Rohini is perhaps the first festival of Jharkhand. It is a festival of sowing seeds in the field. Farmers starts sowing seeds from this day but there is no dance or song like other tribal festivals but just a few rituals. There are some other festivals like Rajsawala Ambavati and Chitgomha are also celebrated with Rohini.

 

Bandna

 

Bandana is one of the most famous festivals celebrated during the black moon of month of Kartik (Kartik Aamavashya). This festival is mainly for the animals. Tribals are very close with animals and pets. In this festival, people wash, clean, paint, decorate feed well and put ornaments to their cows and bulls. The song dedicated for this festival is called Ohira which is an acknowledgement for animal's contribution in their day-to-day life. The belief behind this festival is animals are integral part of life and have souls as human being do. The most exciting day of the bandanna week is the last day. Closured bulls and buffaloes are chained to a strong pole and they are attacked with a dry animal hyde. The angry animals hit the dry skin with their horns and the crowd enjoys. Generally the colour used for decorating animals are natural colours and the is artwork is of folk type.

 

Jani-Shikaar

 

This is held once every 12 years.
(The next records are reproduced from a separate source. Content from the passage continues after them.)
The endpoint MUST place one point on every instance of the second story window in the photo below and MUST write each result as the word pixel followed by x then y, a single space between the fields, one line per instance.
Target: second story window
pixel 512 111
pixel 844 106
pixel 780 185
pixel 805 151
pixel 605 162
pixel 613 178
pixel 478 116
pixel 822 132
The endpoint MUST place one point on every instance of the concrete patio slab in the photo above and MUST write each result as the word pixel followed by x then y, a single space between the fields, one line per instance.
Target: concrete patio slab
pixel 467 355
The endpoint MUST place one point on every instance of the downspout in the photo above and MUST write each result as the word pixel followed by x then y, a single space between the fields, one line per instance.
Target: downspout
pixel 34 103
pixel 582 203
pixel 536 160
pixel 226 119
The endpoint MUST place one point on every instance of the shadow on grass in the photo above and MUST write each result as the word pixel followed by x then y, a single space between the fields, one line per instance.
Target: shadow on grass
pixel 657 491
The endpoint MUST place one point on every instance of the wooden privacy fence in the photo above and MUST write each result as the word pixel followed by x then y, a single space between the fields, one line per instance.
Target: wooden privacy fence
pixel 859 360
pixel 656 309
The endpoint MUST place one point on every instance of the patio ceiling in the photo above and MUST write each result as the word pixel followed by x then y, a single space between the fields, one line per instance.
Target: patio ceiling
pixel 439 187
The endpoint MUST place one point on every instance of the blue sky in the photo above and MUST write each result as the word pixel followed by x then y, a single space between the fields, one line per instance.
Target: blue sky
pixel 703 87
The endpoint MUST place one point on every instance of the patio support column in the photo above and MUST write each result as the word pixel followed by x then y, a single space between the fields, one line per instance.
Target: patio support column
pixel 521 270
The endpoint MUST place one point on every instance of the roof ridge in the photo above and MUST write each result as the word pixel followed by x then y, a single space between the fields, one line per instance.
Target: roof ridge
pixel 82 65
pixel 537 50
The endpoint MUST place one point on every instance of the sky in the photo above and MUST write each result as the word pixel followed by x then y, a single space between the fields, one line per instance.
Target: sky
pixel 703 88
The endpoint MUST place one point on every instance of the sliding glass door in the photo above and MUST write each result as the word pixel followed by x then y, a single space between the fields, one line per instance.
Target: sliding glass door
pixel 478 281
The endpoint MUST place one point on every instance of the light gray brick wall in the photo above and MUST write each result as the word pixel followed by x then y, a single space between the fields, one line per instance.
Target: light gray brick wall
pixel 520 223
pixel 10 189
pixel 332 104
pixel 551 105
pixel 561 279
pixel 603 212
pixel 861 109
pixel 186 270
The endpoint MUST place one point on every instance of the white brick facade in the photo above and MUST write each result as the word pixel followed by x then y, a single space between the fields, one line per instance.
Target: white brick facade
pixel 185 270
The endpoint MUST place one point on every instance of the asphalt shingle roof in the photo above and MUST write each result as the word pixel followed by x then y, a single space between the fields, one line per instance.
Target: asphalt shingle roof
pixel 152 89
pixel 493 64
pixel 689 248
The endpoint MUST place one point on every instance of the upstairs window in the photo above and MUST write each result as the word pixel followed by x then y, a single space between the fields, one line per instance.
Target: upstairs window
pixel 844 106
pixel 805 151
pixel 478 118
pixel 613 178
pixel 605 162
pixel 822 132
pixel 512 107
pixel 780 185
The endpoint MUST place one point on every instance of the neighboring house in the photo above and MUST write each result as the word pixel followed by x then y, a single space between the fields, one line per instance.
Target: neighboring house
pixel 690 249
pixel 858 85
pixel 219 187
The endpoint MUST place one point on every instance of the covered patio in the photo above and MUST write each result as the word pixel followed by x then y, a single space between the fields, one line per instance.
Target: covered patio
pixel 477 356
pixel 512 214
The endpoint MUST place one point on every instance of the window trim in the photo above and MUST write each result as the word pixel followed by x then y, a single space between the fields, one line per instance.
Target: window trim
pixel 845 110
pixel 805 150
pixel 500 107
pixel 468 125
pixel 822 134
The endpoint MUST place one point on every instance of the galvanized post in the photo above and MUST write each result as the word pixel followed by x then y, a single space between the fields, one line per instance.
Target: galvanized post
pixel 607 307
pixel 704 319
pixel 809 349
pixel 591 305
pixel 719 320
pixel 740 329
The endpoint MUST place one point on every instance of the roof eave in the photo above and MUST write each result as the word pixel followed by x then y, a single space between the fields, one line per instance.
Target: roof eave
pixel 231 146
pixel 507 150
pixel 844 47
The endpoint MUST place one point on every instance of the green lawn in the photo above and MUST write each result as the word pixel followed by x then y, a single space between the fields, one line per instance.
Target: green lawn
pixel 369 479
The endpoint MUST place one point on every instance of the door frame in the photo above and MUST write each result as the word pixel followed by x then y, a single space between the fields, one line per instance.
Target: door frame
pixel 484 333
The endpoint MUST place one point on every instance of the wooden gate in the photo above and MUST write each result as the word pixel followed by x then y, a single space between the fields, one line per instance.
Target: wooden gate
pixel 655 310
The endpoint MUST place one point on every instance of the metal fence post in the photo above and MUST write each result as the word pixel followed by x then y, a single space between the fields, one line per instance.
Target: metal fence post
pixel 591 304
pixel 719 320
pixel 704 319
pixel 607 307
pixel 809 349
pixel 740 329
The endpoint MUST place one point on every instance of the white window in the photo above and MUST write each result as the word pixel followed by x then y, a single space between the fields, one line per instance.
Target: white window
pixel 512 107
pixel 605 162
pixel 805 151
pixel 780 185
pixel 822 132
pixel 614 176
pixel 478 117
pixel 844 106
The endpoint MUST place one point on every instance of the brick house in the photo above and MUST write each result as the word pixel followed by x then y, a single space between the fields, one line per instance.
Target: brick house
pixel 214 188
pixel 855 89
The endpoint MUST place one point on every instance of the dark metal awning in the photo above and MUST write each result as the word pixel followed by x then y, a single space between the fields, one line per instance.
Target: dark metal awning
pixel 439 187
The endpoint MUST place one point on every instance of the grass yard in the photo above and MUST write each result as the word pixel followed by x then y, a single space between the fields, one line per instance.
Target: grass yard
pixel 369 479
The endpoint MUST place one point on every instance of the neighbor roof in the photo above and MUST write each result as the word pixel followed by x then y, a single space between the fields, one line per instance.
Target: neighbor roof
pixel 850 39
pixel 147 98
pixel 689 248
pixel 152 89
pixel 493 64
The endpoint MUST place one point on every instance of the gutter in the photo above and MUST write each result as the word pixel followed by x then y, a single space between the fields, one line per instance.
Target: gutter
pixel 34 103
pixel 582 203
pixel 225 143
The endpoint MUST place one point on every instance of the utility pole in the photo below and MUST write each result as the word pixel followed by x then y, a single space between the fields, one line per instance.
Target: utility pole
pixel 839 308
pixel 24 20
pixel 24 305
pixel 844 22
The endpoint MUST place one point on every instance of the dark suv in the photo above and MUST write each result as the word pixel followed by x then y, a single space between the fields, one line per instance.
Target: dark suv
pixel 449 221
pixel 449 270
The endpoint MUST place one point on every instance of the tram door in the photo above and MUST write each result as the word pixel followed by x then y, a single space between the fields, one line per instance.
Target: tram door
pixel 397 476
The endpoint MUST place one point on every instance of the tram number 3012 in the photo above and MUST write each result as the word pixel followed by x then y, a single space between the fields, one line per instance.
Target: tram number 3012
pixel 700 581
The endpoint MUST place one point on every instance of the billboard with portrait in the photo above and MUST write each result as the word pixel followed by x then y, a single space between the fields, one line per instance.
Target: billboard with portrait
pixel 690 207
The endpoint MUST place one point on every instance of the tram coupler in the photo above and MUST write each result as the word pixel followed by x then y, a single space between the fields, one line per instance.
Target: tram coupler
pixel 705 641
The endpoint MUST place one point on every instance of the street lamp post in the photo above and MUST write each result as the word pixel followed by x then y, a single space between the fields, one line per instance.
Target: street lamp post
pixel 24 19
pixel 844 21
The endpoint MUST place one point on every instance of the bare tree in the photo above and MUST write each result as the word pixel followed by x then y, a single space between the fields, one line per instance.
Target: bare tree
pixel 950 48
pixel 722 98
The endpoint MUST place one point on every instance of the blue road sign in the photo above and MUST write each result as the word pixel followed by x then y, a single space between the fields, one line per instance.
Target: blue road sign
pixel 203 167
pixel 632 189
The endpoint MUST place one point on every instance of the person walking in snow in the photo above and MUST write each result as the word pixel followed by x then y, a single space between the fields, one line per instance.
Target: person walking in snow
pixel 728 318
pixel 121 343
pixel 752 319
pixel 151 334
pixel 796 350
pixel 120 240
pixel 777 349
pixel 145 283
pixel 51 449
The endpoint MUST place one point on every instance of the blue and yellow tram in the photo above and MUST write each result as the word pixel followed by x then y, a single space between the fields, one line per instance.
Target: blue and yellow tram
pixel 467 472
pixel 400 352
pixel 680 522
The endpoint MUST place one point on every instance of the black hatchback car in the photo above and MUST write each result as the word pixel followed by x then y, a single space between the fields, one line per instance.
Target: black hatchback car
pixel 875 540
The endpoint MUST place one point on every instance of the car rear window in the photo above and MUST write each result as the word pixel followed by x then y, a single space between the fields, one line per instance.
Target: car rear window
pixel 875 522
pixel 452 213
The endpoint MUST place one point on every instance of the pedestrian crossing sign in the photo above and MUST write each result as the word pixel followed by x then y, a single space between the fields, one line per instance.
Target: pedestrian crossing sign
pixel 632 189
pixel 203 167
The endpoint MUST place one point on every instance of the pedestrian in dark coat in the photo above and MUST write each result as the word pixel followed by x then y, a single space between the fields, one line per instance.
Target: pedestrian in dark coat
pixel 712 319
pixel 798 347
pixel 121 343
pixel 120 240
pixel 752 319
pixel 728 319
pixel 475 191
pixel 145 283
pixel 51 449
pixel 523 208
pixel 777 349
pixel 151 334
The womenfolk wear menswear and go for hunting in forest. Jani-Shikaar is performed in remember of driving away the mohameddens by the kurukh womenfolk in Roh-tas-garh, who wanted to capture the fort on the Sharhul festival new year day for tribal community, when men used to be in drunken condition. They had tried to capture 12 times in 12 years and every time they were driven by the kurukh women, who wore the men's clothes while in the field of war.

 

Chhath Pooja

 

Chhath is an ancient Hindu festival and only Vedic Festival dedicated to the Hindu Sun God, Surya, also known as Surya Shashti.[1] The Chhath Puja is performed in order to thank Surya for sustaining life on earth and to request the granting of certain wishes.[2] The Sun, considered the god of energy and of the life-force, is worshiped during the Chhath festival to promote well-being, prosperity and progress. In Hinduism, Sun worship is believed to help cure a variety of diseases, including leprosy, and helps ensure the longevity and prosperity of family members, friends, and elders.